The field of marketing science has evolved significantly in the last 70 years. Throughout its rich history, developments in this field have always been anchored on marketing phenomena that drew on economics, statistics, operations research, and related disciplines. This book reviews the accomplishments of notable marketing scientists in several research areas. It emphasizes both the role and the importance that pioneers in marketing science have had in the rapid development of this field and honors those contributions.
This second edition of the book offers updates of the former chapters and six new chapters on emerging areas of marketing science including machine learning, field experimentation methods, and internet marketing. Combined with older areas of research like endogeneity, services, and market segmentation, this book provides a road map for the development of 22 areas of marketing science, which not only is useful from a historical perspective but also identifies important gaps in the literature which can provide an impetus for future research. As such, it provides an important resource for the main consumers of the academic marketing research literature: doctoral students, faculty, and marketing science practitioners in consulting firms and companies.
Contents:
- The History of Marketing Science: Beginnings (Scott A Neslin and Russell S Winer)
- Methods:
- Brand Choice Models (Gary J Russell)
- Conjoint Analysis (Vithala R Rao)
- Innovation Diffusion (Eitan Muller and Renana Peres)
- Econometric Models (Dominique M Hanssens and Marnik G Dekimpe)
- Market Structure (Steve M Shugan)
- Stochastic Models of Buyer Behavior (Peter S Fader, Bruce G S Hardie, and Subrata Sen)
- Endogeneity and Causal Inference in Marketing (Dominik Papies, Peter Ebbes, and Elea Mc Donnell Feit)
- AI and Machine Learning (P K Kannan and Liye Ma)
- Field Experiments (Yiting Deng, Anja Lambrecht, and Catherine Tucker)
- Management:
- Advertising Effectiveness (Gerard J Tellis)
- Branding and Brand Equity Models (Tülin Erdem and Joffre Swait)
- Distribution Channels (Eunkyu Lee and Richard Staelin)
- Customer Relationship Management (CRM) (Scott A Neslin)
- The Internet as a Social Medium (Wendy W Moe and David A Schweidel)
- Internet Marketing (Peter J Danaher and Andrew T Stephen)
- New Products Research (Tingting Fan, Peter N Golder, and Donald R Lehmann)
- Service Marketing Models (Roland T Rust and Ming-Hui Huang)
- Models of Organizational Buying Behavior (Gary L Lilien)
- Pricing (Russell S Winer)
- Sales Force Productivity Models (Murali K Mantrala)
- Sales Promotions (Karen Gedenk, Kusum L Ailawadi, and Sunil Gupta)
- Market Segmentation (Michel Wedel and Wayne S De Sarbo)
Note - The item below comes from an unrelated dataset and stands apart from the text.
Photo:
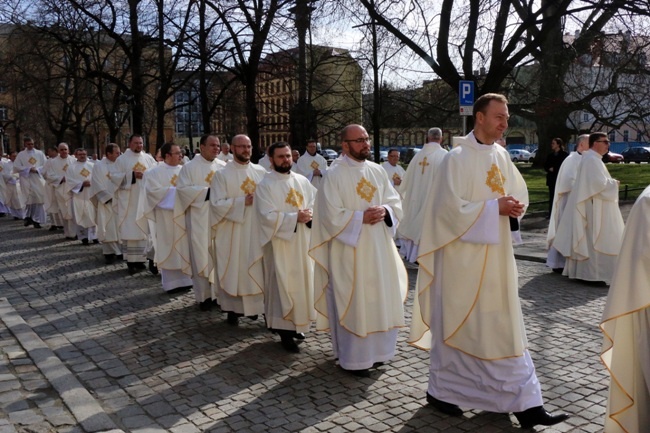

Readership: Marketing academics and doctoral students in marketing; Book is likely to be used in doctoral seminars and as an aid for marketing professors in their research. Can also be used by sophisticated marketing practitioners in companies such as Amazon, Meta, Google, Alibaba, etc., and consultants at firms such as Mc Kinsey, Monitor, Bain, etc.
Key Features:
- This book is unique in its historical perspective and authorship by premier leaders in the field of marketing science. It provides researchers and practitioners with a unique point-of-view of how the field developed, where it stands now, and where it will go
- The 22 chapters cover a comprehensive array of methodological and substantive areas comprising marketing science. Each contributed chapter is not intended to be a review of the literature in the specific area. Instead, the authors of each chapter selected the most important research that advanced their area at different points in time. As a result, the literature references are selective and not comprehensive. Second, each chapter has a graphic with a timeline for the key developments in the area covered by the chapter or, in some cases, by sub-area. This ‘genealogical’ chart is a key part of each chapter and an important takeaway and summary. Third, each chapter is intended to be brief and largely qualitative with relatively few equations. While this is in stark contrast to articles in Marketing Science, the Journal of Marketing Research, and other journals publishing marketing science papers, our objective was to make it highly readable and easy to digest and thus reach as many people as possible, including those readers with backgrounds outside of economics, statistics, operations research, etc.